Le vote et le veto
Pour effacer les traces de la participation américaine à la dictature du carnassier général Cédras, les Marines ont pris 160 mille pages des archives secrètes. Aristide est revenu enchaîné. Ils lui ont donné la permission de regagner le Palais national, mais ils l'ont interdit le pouvoir. Son successeur, René Préval, a remporté près de 90 pour cent des voix, a moins de pouvoir qu'un fonctionnaire de quatrième catégorie du Fonds monétaire international ou de la Banque mondiale, même s'il n'a reçu un seul vote du peuple haïtien.
Le veto est plus fort que le vote. Veto des réformes : chaque fois que Préval ou l'un de ses ministres, demande des crédits internationaux pour donner du pain aux affamés, l'école aux analphabètes ou des terres aux paysans, il ne reçoit aucune réponse, ou des réponses lui ordonnant :
- Réciter la leçon. Et alors que le gouvernement haïtien continue d'apprendre qu'il est nécessaire de démanteler les quelques services publics qui subsistent, le dernier parasol pour l'un des peuples les plus démunis du monde, les enseignants tiennent l'examen pour acquis.
L'alibi démographique
À la fin de l'année dernière, quatre députés allemands se sont rendus en Haïti. En arrivant, la misère du village leur frappa les yeux. Alors, l'ambassadeur allemand leur a expliqué, à Port-au-Prince, quel était le problème:
"C'est un pays surpeuplé," dit-il. La femme haïtienne veut toujours, et l'homme haïtien peut toujours.
Et il se mit à rire. Les députés se taisent. Cette nuit-là, l'un d'eux, Winfried Wolf, a consulté les chiffres. Et il a constaté qu'Haïti est, avec El Salvador, le pays le plus surpeuplé des Amériques, mais il est autant surpeuplé que l'Allemagne: il a presque le même nombre d'habitants par kilomètre carré.
Durant leur séjour en Haïti, le député Wolf a été non seulement frappé par la misère mais il a également été ébloui par les compétences de beauté des peintres populaires. Et il a conclu qu'Haïti est surpeuplé ... d'artistes.
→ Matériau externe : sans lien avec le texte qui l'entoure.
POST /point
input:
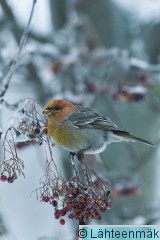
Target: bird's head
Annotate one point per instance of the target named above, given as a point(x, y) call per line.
point(58, 109)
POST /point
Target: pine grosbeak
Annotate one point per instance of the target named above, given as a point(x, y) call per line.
point(81, 129)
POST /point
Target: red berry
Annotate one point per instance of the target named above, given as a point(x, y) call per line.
point(56, 214)
point(45, 199)
point(62, 212)
point(71, 216)
point(3, 178)
point(55, 195)
point(103, 209)
point(10, 180)
point(69, 207)
point(54, 203)
point(89, 200)
point(62, 221)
En fait, l'alibi démographique est plus ou moins récent. Jusqu'à il y a quelques années, les puissances occidentales parlaient plus clairement.
La tradition raciste
Les États-Unis ont envahi Haïti en 1915 et ont gouverné le pays jusqu'en 1934. Ils se sont retirés après avoir atteint leurs deux objectifs: la collecte des dettes de la Citibank et l'abrogation de l'article constitutionnel interdisant la vente de terres aux étrangers. À ce moment-là, Robert Lansing, Secrétaire d'État américain, a justifié la longue et féroce occupation militaire en expliquant que la race noire est incapable de se gouverner elle-même, qu'elle a “une tendance inhérente à la vie sauvage et une incapacité physique de civilisation.” L'un des responsables de L'invasion, William Philips, avait bien avant lancé l'idée astucieuse: "c'est un peuple inférieur, incapable de préserver la civilisation laissée par les Français".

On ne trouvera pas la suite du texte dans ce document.